La chasse aux banderoles dans les fourrés de Fontainebleau.

LA MODE

Le moment est venu où Paris commence à se dépeupler, chaque jour lui enlève une partie de son animation habituelle. Généralement, c'est le lendemain du Grand-Prix que se font tous les préparatifs de voyages, de déplacements, car il n'est pas de bon ton pour une élégante mondaine de rester dans la capitale longtemps après ce jour.

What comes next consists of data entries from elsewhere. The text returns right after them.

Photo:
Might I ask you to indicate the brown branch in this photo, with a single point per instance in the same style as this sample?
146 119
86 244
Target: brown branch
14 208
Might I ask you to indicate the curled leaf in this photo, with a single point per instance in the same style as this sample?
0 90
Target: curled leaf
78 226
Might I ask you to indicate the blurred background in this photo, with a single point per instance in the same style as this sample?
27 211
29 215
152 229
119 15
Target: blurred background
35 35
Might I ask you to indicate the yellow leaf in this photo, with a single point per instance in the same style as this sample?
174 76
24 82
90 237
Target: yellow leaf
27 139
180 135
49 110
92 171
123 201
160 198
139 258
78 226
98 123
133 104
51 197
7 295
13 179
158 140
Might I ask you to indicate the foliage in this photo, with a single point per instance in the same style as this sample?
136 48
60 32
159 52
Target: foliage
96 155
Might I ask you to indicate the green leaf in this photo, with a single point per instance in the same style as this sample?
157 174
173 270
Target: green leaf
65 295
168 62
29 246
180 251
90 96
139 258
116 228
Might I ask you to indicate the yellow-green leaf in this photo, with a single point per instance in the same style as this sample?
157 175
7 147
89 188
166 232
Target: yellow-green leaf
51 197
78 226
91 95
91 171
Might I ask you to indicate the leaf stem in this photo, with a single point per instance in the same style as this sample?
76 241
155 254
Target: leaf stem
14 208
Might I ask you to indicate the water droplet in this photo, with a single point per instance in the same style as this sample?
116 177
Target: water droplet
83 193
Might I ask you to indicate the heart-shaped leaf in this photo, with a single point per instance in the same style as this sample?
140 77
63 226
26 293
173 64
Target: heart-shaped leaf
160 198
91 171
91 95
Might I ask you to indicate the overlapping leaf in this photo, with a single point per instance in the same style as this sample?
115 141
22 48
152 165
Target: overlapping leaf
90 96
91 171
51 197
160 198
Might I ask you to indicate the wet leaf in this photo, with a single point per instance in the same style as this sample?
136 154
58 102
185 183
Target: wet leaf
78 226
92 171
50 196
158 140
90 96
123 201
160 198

Bien des départs ont été retardés cette année en raison de la température que nous avons subie, et j'en profite pour jeter un aperçu rapide sur les dernières nouveautés qui apparaissent encore aux courses, au Bois, le matin de 10 heures à midi, le soir, de 5 à 7. Ce délicieux coup-d'œil est toujours charmant; il semble qu'il y a moins d'affectation, de pose, qu'en pleine saison; les femmes paraissent toutes joyeuses de respirer encore quelques jours le bon air de leur Bois, qu'elles vont quitter pourtant, mais à regret, parce que la mode le veut ainsi, et que ses lois sont suivies aveuglément.

Le matin, toutes les femmes semblent, porter un uniforme avec leur petit costume de lainage clair, leur jupe semi-collante, la veste ouverte sur une chemisette de fine batiste rosée, jaune, mauve, bleutée, plissée, chiffonnée, maintenue par une ceinture de cuir blanc ou fauve; le petit canotier à bords plats, gentiment enroulé de gaze assortie au gilet, avec deux ou trois ailes de plumes posées en vedette dans la gaze.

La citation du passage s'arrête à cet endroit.